Спустя три недели настал день, когда он сделал именно это. Вокруг них расстилался луг, как зелёный ковёр. Её соломенная шляпка лежала на траве, подобно огромной ромашке. Около них журчала речка, разбиваясь пенными брызгами о блестящие скалы. Стоял полдень, и в безоблачном небе высоко и неподвижно висело солнце.
– Ты знаешь, что больше часа лежишь, положив голову мне на колени? – спросила она.
Он продолжал жевать травинку.
– Мужчина был создан для того, чтобы лежать, – заявил он глубокомысленно через некоторое время. – Взгляд на анатомию человека должен убедить тебя в этом. Если Создатель хотел бы заставить человека стоять, Он бы придал ему форму пирамиды. – Он бросил взгляд на её склонённое лицо. – Из тебя получилась бы очень симпатичная пирамидка.

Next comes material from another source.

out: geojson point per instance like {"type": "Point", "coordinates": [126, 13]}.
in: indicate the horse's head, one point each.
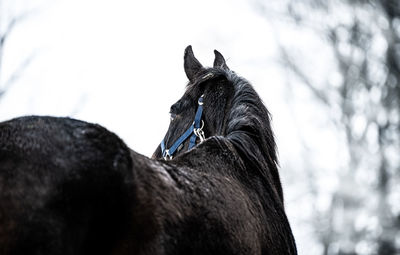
{"type": "Point", "coordinates": [201, 112]}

Она с улыбкой покачала головой, как мать, прощающая глупость своего ребёнка:
– Ты никогда не повзрослеешь.
– Мужчины вырастают, умнеют и хорошеют с годами. Женщины же сначала растут в высоту, затем в ширину и быстро превращаются в объекты, вызывающие отвращение. Таков закон Вселенной. – Он погрузился в молчание, зажав между улыбающимися губами травинку.
Она нагнулась и поцеловала его в кончик носа.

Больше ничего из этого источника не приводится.